Bearded Ernest Hemingway in a crowd
Image credit: The U.S. National Archives / No known copyright restrictions

It’s worth noting though that the oft-cited search for authenticity that underpins the menswear community’s love of the workwear of yesteryear was also at play in Hemingway’s day. While it’s easy to hold up Papa as the grandad of manly style, he too was dressing in search of a foregone masculine ideal. As Brenden Gallagher writes:

While Roosevelt and Hemingway are remembered as outdoorsmen and adventurers, they modelled their look and their exploits on an earlier generation of man. It is important to remember that while Roosevelt charged San Juan Hill and Hemingway boxed his way through Cuba, these men were born with relative silver spoons in their mouths. Hemingway hailed from the comfort of suburban Chicago and Roosevelt was an American aristocrat. They weren’t exactly forced to survive in the mountains with nothing but a pickaxe and a dream; they were the hipster trust fund kids and Vice video bloggers of the day. And they had a similarly outsized influence on men’s fashion. History fogs the reality that they were not far off from hipsters who cultivate a beard to complement their Redwing boots and vintage bomber jacket. When we strive to dress like Hemingway today, we are chasing the same masculine myth that Hemingway pursued when he started first to dress like…well, Hemingway.

Brenden Gallagher
Portrait of Ernest Hemingway
Image credit: Yousuf Karsh / Public domain

Looking at photos of Hemingway, his desire to conjure or live up to some masculine ideal seems evident at times. It shines through in the details of clothing choices that seem too calculated even on him. I think you can spot it occasionally in the berets, the Breton tops, and the fringed vests. Or in the way a particular hat might be cocked or the combover he adopted in middle age. This was not a man whose wardrobe was simply a reflection of the practical demands of an active lifestyle. Rather, like all of us, he was in some part touched by vanity and a desire to project an image.

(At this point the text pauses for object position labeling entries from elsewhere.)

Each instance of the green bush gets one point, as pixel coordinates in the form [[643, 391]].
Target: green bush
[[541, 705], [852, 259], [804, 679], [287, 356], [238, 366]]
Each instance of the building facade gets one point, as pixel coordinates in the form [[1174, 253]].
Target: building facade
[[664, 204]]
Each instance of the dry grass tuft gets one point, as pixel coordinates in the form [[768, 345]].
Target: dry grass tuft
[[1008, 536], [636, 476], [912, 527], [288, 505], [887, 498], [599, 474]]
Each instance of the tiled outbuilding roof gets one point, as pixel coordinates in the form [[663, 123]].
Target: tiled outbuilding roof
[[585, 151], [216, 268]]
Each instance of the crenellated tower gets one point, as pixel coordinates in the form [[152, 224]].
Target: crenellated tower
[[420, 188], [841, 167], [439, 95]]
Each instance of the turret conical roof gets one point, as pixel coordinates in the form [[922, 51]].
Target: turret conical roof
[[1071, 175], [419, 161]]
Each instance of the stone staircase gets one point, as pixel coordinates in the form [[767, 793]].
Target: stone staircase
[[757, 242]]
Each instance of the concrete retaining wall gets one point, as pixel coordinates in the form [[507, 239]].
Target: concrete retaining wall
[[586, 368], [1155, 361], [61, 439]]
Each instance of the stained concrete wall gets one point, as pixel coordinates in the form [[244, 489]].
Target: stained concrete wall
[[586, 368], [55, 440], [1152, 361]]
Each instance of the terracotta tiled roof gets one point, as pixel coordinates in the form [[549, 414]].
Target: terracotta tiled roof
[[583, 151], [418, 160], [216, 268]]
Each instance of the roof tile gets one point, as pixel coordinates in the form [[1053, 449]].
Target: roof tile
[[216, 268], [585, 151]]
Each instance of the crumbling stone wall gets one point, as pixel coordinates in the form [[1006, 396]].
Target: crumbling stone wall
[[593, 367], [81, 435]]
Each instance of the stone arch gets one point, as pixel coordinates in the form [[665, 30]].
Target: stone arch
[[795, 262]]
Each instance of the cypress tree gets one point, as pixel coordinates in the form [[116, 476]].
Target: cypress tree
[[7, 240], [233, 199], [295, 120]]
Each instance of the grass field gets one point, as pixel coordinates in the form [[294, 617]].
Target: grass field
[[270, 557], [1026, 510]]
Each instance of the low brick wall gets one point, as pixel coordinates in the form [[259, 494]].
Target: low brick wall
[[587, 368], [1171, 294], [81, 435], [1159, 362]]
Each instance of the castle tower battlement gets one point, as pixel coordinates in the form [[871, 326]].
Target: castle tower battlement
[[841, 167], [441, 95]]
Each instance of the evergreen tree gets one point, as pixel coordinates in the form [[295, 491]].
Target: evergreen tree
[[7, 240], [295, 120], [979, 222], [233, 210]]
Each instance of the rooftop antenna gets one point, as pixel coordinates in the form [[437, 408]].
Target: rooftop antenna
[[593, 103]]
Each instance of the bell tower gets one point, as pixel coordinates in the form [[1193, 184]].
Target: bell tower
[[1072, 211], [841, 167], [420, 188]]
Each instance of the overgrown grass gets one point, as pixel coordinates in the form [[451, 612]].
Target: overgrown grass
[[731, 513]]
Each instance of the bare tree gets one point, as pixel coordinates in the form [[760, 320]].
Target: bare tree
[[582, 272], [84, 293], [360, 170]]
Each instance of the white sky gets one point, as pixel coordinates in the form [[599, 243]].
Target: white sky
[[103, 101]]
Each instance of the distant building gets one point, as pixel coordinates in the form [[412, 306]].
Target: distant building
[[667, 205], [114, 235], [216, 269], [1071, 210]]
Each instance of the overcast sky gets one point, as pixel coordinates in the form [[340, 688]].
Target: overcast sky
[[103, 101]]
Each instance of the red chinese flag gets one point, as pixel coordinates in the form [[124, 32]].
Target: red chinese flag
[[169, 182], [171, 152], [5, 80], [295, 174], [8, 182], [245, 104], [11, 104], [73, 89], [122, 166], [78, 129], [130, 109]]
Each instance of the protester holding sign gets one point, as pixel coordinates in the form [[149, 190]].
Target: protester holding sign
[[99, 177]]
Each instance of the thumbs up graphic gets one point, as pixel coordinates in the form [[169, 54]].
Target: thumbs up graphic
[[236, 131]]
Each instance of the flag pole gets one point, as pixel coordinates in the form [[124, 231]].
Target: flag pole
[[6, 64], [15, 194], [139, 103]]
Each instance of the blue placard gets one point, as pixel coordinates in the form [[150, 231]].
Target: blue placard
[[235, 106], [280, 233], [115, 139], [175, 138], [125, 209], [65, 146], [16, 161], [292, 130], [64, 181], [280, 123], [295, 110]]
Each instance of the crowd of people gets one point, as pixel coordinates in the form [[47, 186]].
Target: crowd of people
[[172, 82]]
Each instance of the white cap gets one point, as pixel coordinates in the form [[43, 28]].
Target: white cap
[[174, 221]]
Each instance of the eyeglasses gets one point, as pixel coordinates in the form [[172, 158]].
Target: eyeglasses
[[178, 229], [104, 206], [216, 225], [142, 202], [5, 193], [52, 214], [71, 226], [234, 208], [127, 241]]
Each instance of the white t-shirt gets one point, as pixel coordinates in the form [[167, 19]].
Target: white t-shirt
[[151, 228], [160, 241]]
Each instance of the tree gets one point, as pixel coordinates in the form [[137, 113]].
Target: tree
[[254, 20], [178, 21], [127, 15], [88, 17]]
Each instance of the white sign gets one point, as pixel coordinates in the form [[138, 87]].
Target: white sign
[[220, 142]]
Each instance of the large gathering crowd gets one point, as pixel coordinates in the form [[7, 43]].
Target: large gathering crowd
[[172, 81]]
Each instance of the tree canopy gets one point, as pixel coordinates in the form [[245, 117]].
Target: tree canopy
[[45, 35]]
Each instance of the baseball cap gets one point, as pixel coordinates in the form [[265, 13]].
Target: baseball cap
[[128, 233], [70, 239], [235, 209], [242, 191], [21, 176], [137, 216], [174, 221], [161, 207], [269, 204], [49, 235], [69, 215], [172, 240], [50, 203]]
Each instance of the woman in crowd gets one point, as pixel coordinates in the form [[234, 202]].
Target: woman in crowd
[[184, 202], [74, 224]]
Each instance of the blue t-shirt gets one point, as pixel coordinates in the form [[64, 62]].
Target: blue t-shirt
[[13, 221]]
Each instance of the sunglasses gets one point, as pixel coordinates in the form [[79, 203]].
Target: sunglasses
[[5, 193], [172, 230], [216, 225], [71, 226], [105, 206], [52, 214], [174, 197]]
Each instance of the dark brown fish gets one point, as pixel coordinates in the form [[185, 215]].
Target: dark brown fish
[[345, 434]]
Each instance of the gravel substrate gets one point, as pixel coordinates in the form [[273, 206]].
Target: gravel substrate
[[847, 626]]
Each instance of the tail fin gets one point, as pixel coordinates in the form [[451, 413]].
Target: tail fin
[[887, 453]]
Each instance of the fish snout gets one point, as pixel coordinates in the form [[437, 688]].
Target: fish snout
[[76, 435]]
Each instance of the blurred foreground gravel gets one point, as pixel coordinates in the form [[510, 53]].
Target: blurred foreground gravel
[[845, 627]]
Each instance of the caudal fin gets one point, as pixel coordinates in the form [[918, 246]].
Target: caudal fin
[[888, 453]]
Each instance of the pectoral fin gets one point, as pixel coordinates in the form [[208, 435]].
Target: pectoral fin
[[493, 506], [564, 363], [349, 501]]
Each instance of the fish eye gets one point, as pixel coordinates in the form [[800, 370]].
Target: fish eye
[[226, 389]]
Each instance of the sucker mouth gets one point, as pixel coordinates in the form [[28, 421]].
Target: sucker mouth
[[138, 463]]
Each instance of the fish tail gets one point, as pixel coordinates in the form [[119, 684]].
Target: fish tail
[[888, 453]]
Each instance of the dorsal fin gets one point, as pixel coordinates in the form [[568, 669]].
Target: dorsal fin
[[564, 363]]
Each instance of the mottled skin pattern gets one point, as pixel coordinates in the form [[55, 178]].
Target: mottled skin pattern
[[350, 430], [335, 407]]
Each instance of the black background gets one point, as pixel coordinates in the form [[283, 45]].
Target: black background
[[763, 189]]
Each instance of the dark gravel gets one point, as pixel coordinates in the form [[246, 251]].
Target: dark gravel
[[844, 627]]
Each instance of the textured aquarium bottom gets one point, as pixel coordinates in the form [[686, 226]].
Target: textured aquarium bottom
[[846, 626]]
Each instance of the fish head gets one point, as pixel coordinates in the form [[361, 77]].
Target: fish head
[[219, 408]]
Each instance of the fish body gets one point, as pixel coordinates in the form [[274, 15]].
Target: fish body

Jay Fielden, in a great piece written for the Wall Street Journal in anticipation of the new PBS series, notes the following about the writer reaching the end of his life:

By then, he’d played the bearded macho-man armed with a gun and a typewriter — spoiling for danger, tough women and a stiff drink — for so long that the caricature stuck. The masculine stereotype continues to complicate our ability to see the person lost inside the testosterone legend, much less to extricate the writing from the writer. So numerous are the photographs of Hemingway on safari, at the corrida, charming his next wife, hooking a big one, behind the typewriter — almost always shirtless — that the visual lore has become intermingled with scenes from his novels and journalism in a way that makes it hard to recall what’s fact or fiction

Jay Fielden

Such murky mythologising is equally true of Hemingway’s clothes. In some parts bona fide, in others contrived, they continue to speak to us from the past with the same rugged endurance as his persona and his prose.